Das Kapitel über die Bauprodukte wurde nach Inkrafttreten der revidierten rechtlichen Grundlagen in der Schweiz und der EU entsprechend angepasst. Das Bundesgesetz und die Verordnung über Bauprodukte sind in der Schweiz im Oktober 2014 in Kraft getreten und entsprechen der Verordnung (EU) Nr. 305/2011, die seit Juli 2013 vollständig anwendbar ist. Schweizer Bauprodukte profitieren somit weiterhin von einem erleichterten Zugang zum EU-Markt, dank eines Zertifikats, dass die Konformität mit den gesetzlichen Grundlagen der beiden Vertragsparteien aufgrund der gleichwertigen Schweizer Gesetzgebung bescheinigt. Schweizer Konformitätsbewertungsstellen werden gemäss Abkommen von der EU anerkannt.

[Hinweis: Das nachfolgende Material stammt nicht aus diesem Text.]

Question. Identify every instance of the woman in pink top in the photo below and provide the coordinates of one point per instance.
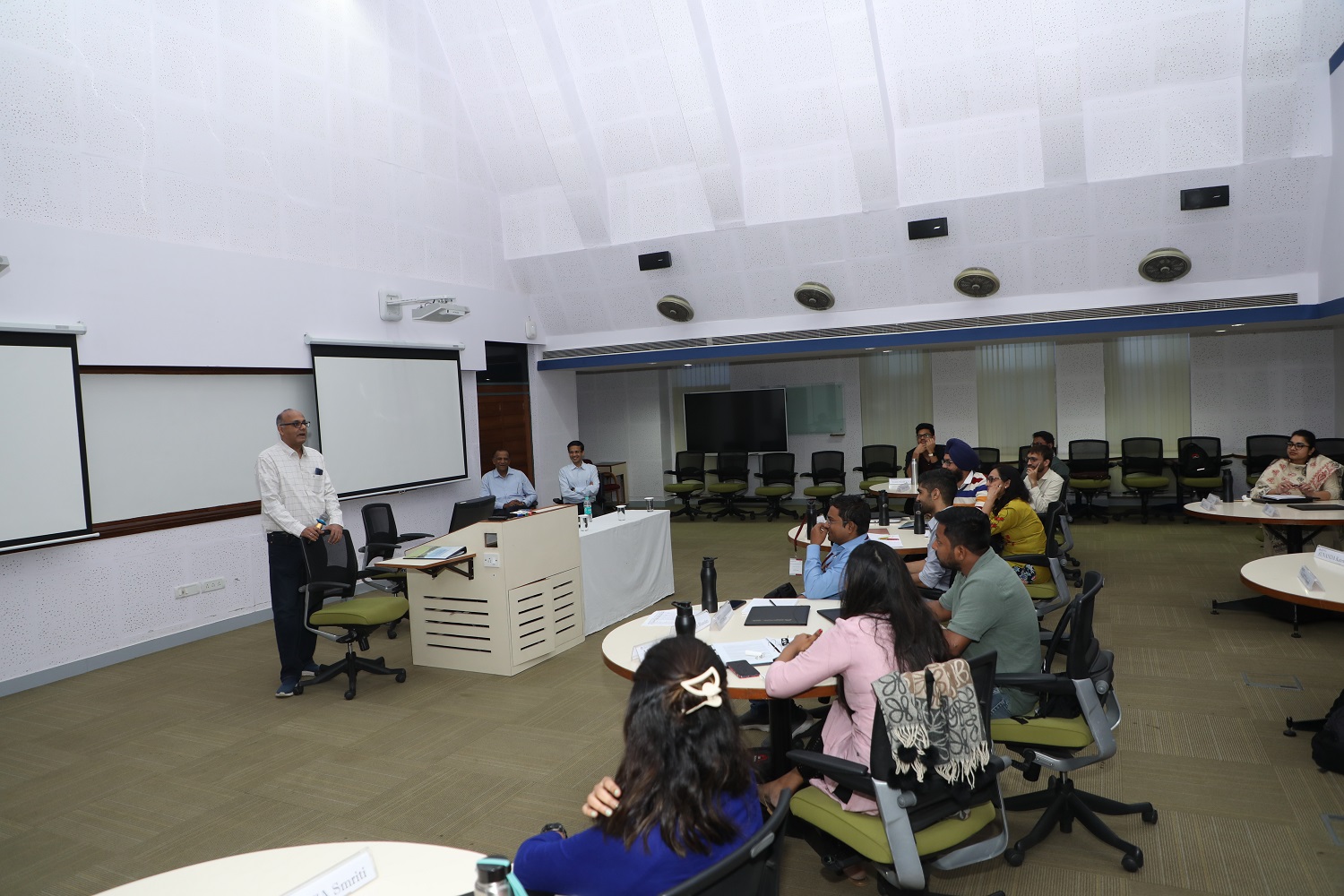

Ausserdem haben die Schweiz und die EU die Kapitel des MRA über die «Gute Laborpraxis» und die «Gute Herstellungspraxis» angepasst, die für verschiedene Kategorien von Chemikalien und Arzneimitteln gelten. Diese Bestimmungen reduzieren insbesondere den administrativen Aufwand für Schweizer Unternehmen, die auf dem europäischen Markt tätig sind.

Das Abkommen über die gegenseitige Anerkennung von Konformitätsbewertungen zwischen der Schweiz und der EU wurde im Rahmen der Bilateralen I abgeschlossen und gewährleistet die gegenseitige Anerkennung von Konformitätsbewertungen für zahlreiche Industrieprodukte. In den 20 Kapiteln des Anhangs 1 wird festgehalten, auf welche Produktsektoren die gegenseitige Anerkennung Anwendung findet. Diese Sektoren entsprechen einem Exportvolumen von rund 32 Milliarden Franken. Das MRA trägt zur Beseitigung von Handelshemmnissen bei indem die gesetzlich vorgeschriebenen Konformitätsbewertungen nicht doppelt durchgeführt werden müssen, weil die Rechtsgrundlagen der Schweiz und der EU gegenseitig als gleichwertig anerkannt sind. Das Abkommen garantiert den Schweizer Produzenten somit einen erleichterten Zugang zum EU-Markt und gleichzeitig eine bessere Wettbewerbsfähigkeit.

Der genannte Beschluss liegt in englischer Sprache vor und wird in den Landessprachen veröffentlicht, sobald die Vertragsparteien die Übersetzungen abgeschlossen haben.